I find a ratio of preparation time to hearing time of 2:1 to be reasonable in this case, and allow 55.5 hours combined preparation and hearing time for counsel. At $110 per hour, this amounts to total counsel fees of $6,105. Mr. Carr is entitled to legal fees for the preparation and attendance at the expense assessment in the amount of 3 hours at $110, for $330. Total legal fees allowed for counsel therefore are $6,435.
Fees for legal assistants
The Legal Aid rate for law clerks as referenced in Rule 76 and Section F of the Code is $23 per hour. Where the amounts claimed are disputed, I find I have no authority to award more than the amount provided for in the regulation. I did not understand Lombard to dispute the amount of time spent on the file by Mr. Littlejohn's two assistants, which together amounts to 40.3 hours. In this case, I have not included this amount in the ratio of preparation time to hearing time, above. I allow this time spent at $23 per hour, which amounts to a total of $926.90.
The total amount allowed for legal fees therefore is $7361.90. GST of seven per cent is $515.33, which brings the grand total to $7877.23.
Disbursements:
Mr. Carr claimed the following disbursements:
Legal disbursements:
$11,374.88, including GST
Mr. Carr's trip to the Bahamas:
2,782.00
Travel expenses:
856.00
Total disbursements
$15,012.88
I allowed disbursements as follows:
Legal disbursements:
$ 7,609.51, including GST
Mr. Carr's trip to Bahamas:
2,182.00
Travel expenses:
756.00
Total disbursements:
$10,547.51
Legal disbursements:
These refer to the disbursements included in the disbursement summary prepared by Mr. Littlejohn. Lombard disputes $3,000 claimed for the cost of a forensic accountant's report prepared by Colangelo Cookson Walker Inc., as well as the $1,440 for the neurological report of Dr. Warren Goldstein and the cost of various clinical notes and records and discovery transcripts, which it maintains were obtained for the purpose of Mr. Carr's tort action.
i) Experts' reports:
As the medical evidence presented at the arbitration hearing was essential to my finding that Mr. Carr was substantially disabled from the essential tasks of his pre-accident employment, I allow these expenses. Dr. Goldstein’s report was particularly helpful. The amount claimed is within the maximum of $1500 allowable for the preparation of an expert's report under subsection 5(5) of the Dispute Resolution Expenses Schedule, and I find it to be reasonable for this report.
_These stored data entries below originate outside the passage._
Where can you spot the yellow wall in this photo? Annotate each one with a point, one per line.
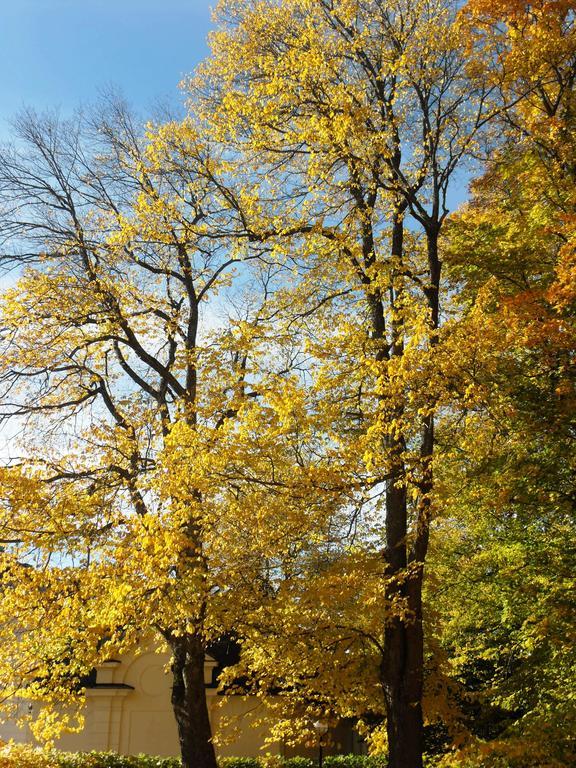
(140, 719)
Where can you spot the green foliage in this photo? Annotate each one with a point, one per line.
(24, 756)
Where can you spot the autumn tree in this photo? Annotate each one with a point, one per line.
(112, 347)
(353, 118)
(509, 532)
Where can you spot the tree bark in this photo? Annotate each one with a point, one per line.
(402, 664)
(189, 703)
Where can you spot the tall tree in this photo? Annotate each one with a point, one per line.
(355, 116)
(109, 337)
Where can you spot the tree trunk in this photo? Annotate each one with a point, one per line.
(402, 665)
(189, 703)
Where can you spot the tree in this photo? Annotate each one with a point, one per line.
(109, 339)
(356, 116)
(509, 530)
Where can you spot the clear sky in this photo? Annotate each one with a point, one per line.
(58, 53)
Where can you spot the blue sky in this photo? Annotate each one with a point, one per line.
(59, 53)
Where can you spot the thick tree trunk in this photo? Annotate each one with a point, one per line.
(403, 658)
(189, 703)
(402, 665)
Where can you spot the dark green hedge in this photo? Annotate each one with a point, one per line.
(111, 760)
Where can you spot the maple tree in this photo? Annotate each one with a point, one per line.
(353, 118)
(109, 340)
(506, 545)
(278, 472)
The same cannot be said for the accountant's report, produced only on the first day of the hearing, contrary to the minimum ten days prior to the hearing required by the Code. Although I admitted the report into evidence due to the sparsity of reliable supporting evidence in this case, I did warn Mr. Carr that I would take the late filing of this report into account when considering expenses. Unfortunately, this report was based entirely on the same unverifiable source information found to be unreliable at the hearing, and directly contradicted Mr. Carr’s evidence about his employment situation. I agree with Lombard that the report did not meet the standard of an "expert" report required for the purposes of an arbitration hearing. I allow $750 for this report.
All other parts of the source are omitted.